The past 2 years have been a watershed for the description of cells with multiple types of Ca²⁺ channels; a wide variety of neuronal, muscle and endocrine cells have been shown to have at least two kinds of Ca²⁺ channels. Dorsal root ganglion neurones have three types of Ca²⁺ channels, called T, N and L, which are distinguishable by steady-state inactivation, activation threshold, selectivity and pharmacology. A neurotoxin from the Conus geographus snail blocks only N- and L-type Ca²⁺ channels in DRG neurones, apparently by binding directly to the external surface of the channel; this promises to be a crucial probe for both the biochemistry and function of different channel types.

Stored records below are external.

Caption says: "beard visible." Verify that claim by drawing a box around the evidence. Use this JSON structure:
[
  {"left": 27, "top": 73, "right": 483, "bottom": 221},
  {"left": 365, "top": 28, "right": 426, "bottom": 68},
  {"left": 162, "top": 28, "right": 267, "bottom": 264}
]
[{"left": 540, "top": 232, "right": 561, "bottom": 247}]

The toxin has created new ‘sub-classes’ of channels by distinguishing between L channels in nerve and muscle. In recording Ca²⁺ currents in different preparations, one notes that largely similar channels show enough subtle variations that a mere alphabet would be insufficient for cataloguing. On what should we base the nomenclature? Toxicology would be a poor choice. Sodium channels responsible for the rapid action potential in nerve transmission are homogeneous with respect to function, show subtle differences in kinetics and temperature dependencies, and show striking differences in toxicology. Should the sodium channels of tetrodotoxin-producing puffer fish be considered a separate kind of channel because they are tetrodotoxin-insensitive? In the case of sodium channels, function defines type. In the case of Ca²⁺ channels, elucidation of function is lagging behind the description of kinetics and pharmacology. In lieu of clearly defined functions, it seems safest to define Ca²⁺ channels by their most dramatic kinetic features, as these are most likely to reflect function.